Brent crude prices set to post fifth straight monthly gains

Crude oil prices rallied higher on Monday morning at Asia’s trading session. Brent crude’s price is set to print its fifth straight monthly gains as global stimulus measures have helped in stabilizing crude oil prices, coupled with the continued weakness of the U.S dollar relatively.

Brent crude futures gained 0.63%, to trade at $46.10 a barrel by 0549 GMT; also, the U.S. West Texas Intermediate crude was up by 0.42% to trade at $43.15 a barrel.

Brent crude bulls have been able to keep the black liquid hydrocarbon, relatively higher, printing its fifth successive monthly price rise. Its price peaked at $46.23 a barrel on Aug. 5, the highest level since March.

WTI is on track for a fourth monthly rise, reaching $43.78 a barrel on Aug. 26 when Hurricane Laura hit the Gulf coast.

It should be noted that Brent crude price in the last few weeks, kept ranging between $44  and $46.

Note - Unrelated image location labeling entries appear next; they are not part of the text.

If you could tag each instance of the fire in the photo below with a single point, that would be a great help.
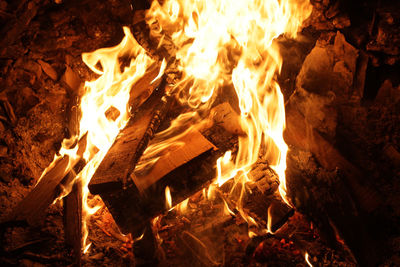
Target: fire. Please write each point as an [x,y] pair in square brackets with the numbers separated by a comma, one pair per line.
[218,44]
[230,43]
[109,92]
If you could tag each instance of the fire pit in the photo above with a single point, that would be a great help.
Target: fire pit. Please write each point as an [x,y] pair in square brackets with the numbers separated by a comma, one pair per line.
[213,134]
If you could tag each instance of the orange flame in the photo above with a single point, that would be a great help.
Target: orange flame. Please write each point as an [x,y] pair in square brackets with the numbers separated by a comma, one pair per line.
[230,43]
[218,43]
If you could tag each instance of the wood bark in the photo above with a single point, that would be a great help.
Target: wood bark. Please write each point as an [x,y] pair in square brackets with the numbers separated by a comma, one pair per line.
[132,209]
[24,12]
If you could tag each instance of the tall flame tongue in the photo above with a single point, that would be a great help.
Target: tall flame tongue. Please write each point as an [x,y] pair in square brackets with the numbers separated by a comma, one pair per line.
[221,43]
[109,92]
[230,43]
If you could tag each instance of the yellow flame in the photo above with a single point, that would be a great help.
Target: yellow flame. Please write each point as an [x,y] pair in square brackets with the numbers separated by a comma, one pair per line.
[307,258]
[230,43]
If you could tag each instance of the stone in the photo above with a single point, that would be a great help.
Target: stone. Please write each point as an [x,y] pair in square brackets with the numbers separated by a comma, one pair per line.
[225,116]
[48,69]
[71,79]
[387,94]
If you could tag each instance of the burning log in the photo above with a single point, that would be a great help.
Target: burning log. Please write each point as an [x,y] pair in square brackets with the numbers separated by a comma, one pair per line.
[33,207]
[73,219]
[144,197]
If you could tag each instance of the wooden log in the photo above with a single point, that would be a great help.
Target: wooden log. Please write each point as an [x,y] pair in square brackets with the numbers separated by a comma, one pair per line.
[301,135]
[24,12]
[118,164]
[32,208]
[73,219]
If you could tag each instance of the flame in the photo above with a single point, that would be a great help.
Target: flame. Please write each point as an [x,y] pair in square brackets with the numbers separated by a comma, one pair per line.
[168,198]
[110,91]
[230,43]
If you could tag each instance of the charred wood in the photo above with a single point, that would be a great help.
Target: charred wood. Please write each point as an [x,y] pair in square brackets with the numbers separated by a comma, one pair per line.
[73,219]
[32,208]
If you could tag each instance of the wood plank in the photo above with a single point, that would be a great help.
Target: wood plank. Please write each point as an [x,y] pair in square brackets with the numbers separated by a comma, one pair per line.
[73,220]
[129,145]
[32,208]
[132,209]
[192,144]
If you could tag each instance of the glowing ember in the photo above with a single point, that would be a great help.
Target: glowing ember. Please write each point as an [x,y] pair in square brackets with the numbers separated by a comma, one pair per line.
[225,43]
[307,258]
[218,44]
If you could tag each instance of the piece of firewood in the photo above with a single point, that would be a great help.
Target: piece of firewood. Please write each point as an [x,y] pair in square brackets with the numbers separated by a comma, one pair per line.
[32,208]
[129,145]
[299,134]
[73,219]
[132,209]
[190,146]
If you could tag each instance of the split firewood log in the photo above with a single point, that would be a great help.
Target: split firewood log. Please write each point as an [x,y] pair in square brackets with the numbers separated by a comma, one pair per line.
[32,208]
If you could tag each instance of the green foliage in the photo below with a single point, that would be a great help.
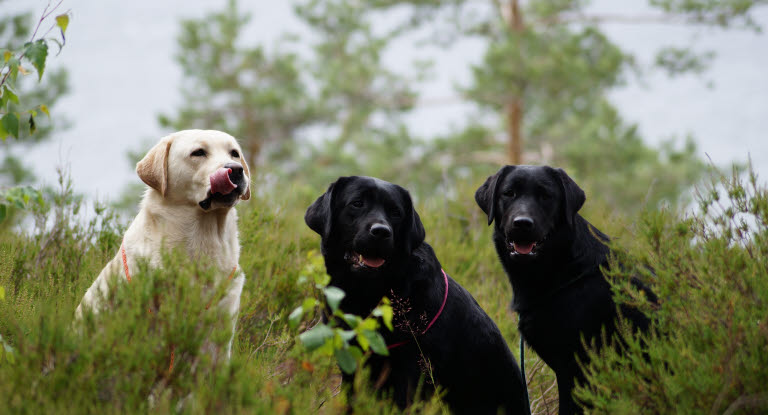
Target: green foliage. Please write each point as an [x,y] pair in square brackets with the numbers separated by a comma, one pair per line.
[345,336]
[35,52]
[710,272]
[19,197]
[20,103]
[254,94]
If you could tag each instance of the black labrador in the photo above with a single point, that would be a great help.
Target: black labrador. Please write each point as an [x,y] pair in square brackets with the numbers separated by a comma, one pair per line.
[373,245]
[552,257]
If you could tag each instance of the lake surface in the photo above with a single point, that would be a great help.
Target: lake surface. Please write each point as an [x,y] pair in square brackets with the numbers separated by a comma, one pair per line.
[121,61]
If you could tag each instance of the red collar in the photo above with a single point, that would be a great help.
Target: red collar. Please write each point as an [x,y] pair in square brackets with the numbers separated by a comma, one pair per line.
[440,311]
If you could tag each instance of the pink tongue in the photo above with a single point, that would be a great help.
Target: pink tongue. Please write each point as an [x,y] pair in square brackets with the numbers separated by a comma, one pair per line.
[373,262]
[220,182]
[523,249]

Stephen Innes, Chief Global Market Strategist at AxiCorp, in a note to Nairametrics, gave a detailed analysis of the recent price movement of Brent crude prices. He said:

“But with oil confined to pretty tight ranges after weeks of nothing but crickets, the storm price surge added some life to the markets. After a week-long round trip to $44 and above $46, prices end back where we started.

“Crude oil price continues to be surprisingly range-bound in the context of all the various moving parts.

“Markets shifted higher on Friday and are receiving support at the Monday open from all the inflation and weaker U.S dollar conversations post-Jackson Hole talk last week.

“I suspect traders remain snared between the often shifting short-term health risk triggered oscillations and more bullish longer-term dynamics.

“As always, the focus remains on the near-term pace of the global economic recovery and the supply/demand dynamic.

“However, with high hopes on COVID-19 vaccines, impressive US economic data, and the “back to school” employment bounce, the medium and longer-term outlook points to a tightening market and higher oil prices.”